Один мой знакомый очень хотел эту картинку заполучить, но не купить, а в подарок. Покупать ему как-то не хотелось (см. про относительность). Вот он и приставал к Махотину: подари да подари.

А Махотин дарил. Но всё время другие. И однажды, когда товарищ мой очередной раз пристал к нему, крепко пристал, он это умеет, Махотин говорит: «Вот! у меня есть одна новая работа, хорошая работа!» - и нырнул куда-то (когда я писал «и нырнул», то пропустил пробел, получилось «инырнул», Word, конечно, среагировал и предложил вариант «шнырнул» - молодец!). Потом вынырнул и протягивает обещанную картину. А она вся черная, вообще ничего не видно. Я попытался сначала сгладить ситуацию, сказал, что, наверное картина называется «Бой в Крыму - всё в дыму», и что сделана она в духе великого Малевича, но потом, когда посмотрел на товарищеву физиономию, мою лёгкую весёлость как ветром сдуло, и на смену ей пришло такое, что я чуть не лопнул от смеха.

Немая сцена.

Х у д о ж н и к : Я художник!
Р а б о ч и й : А, по-моему, ты говно!
В о п р о с : Кто такой Махотин?

ФРЕКС, БРЕКС, СЕКС

Первое, что приходит в голову при упоминании о Викторе Фёдоровиче Махотине, это не живопись, не его работа в музее истории Екатеринбурга, который он называл "Музеум", не музей-кузница, созданный им в Башне-на-Плотинке. Первое - это тусовка, люди, которых он собрал возле себя.

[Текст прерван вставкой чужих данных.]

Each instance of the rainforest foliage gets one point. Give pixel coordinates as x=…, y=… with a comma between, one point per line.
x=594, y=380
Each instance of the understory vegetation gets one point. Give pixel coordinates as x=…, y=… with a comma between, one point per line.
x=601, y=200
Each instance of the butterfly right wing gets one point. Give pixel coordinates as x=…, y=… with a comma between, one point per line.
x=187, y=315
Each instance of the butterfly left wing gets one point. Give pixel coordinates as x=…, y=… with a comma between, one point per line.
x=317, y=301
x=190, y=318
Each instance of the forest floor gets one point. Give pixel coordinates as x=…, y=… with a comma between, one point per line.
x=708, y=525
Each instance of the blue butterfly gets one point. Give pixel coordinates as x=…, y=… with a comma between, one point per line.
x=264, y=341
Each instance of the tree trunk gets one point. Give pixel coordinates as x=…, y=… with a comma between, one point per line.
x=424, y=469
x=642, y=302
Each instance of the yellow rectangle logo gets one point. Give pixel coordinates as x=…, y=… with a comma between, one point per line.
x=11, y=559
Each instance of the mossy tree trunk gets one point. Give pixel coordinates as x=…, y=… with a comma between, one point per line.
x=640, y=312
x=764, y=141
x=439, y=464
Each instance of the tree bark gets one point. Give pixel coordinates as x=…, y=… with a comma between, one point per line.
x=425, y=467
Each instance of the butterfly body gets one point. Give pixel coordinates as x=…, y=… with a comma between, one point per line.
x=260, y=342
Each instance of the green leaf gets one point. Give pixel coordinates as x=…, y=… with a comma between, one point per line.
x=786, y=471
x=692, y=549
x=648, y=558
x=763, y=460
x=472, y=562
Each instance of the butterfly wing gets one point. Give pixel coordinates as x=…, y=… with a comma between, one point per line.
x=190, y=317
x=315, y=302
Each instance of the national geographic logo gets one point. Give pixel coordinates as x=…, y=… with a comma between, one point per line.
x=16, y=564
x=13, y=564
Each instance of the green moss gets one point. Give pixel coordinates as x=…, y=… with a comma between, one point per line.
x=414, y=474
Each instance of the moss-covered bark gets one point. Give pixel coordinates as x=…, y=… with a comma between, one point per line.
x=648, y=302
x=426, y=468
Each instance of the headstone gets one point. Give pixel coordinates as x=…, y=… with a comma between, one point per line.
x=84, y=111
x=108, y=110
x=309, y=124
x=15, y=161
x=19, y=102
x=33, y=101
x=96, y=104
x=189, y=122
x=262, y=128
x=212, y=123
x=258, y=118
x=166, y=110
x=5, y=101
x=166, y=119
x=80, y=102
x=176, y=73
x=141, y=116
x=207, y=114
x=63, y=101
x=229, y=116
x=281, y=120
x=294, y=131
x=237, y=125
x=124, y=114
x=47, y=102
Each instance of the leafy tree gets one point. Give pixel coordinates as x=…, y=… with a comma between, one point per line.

Тусовка родилась не на пустом месте, объединяющей силой стали выставки времён начала перестройки. Первые выставки, понятно, что их можно считать за одну, переезжающую с места на место (передвижники?), порождены страстным порывом к свободе. Вот она! Нет выставкомов, партии, комсомола, цензуры – ни хрена нет, одна свобода! Не важно конкретное, вербальное содержание этого порыва, в котором при обилии различных, продуманных и грамотных формулировок, можно вычленить некую доминанту, сводимую к фразе: вот вам, суки! Важен порыв, эмоция, страсть, творящая то, что через годы отзывается не просто воспоминанием, но желанием. Желанием повторить, ещё раз испытать это яростное чувство.

Тусовка сложилась в годы перестройки и живёт, и будет жить, и продолжает дело... Во как! Хотя, почему бы и нет, "пуркуа па бы не па", как говорил сам Махотин. Он даже внешне выглядел подходяще. К тому, чтобы его дело жило и побеждало.

Однажды в мастерскую в музеуме, пришел один ювелир. Не знаю по делу или просто так, но ювелир. А ювелиры это такие мужики, у которых кроме рук должны быть глаза. А последние пять минут до его прихода Махотин был занят тем, что рисовал фломастером шевелюру на портрете Ленина. Тут заходит ювелир, и Махотин сходу ему говорит:

– Автопортрет сделал, – и добавил, – свой. Неделю работал. Продаю. Хорошая работа. Недорого. Вот. Пятьдесят рублей.

Кто помнит, на эти деньги можно было неделю ни в чём себе не отказывать. Судя по всему ювелир ни в чём себе не отказывал на гораздо большую сумму в неделю. Он купил "автопортрет"!

Я был, мягко говоря, удивлён. А где у ювелира глаза? Видимо там же, где у Ленина волосы.

Я думаю, ювелир всё прекрасно видел и покупал не автопортрет Виктора Фёдоровича Махотина, а портрет Ленина с волосами. Это было своеобразным знаком, фирменным блюдом, о котором знала вся тусовка, кроме, видимо, меня любимого. Позже я слышал даже такую интересную версию, что Махотин каждое утро рисует Ленину волосы, продаёт как автопортрет, и тем живёт.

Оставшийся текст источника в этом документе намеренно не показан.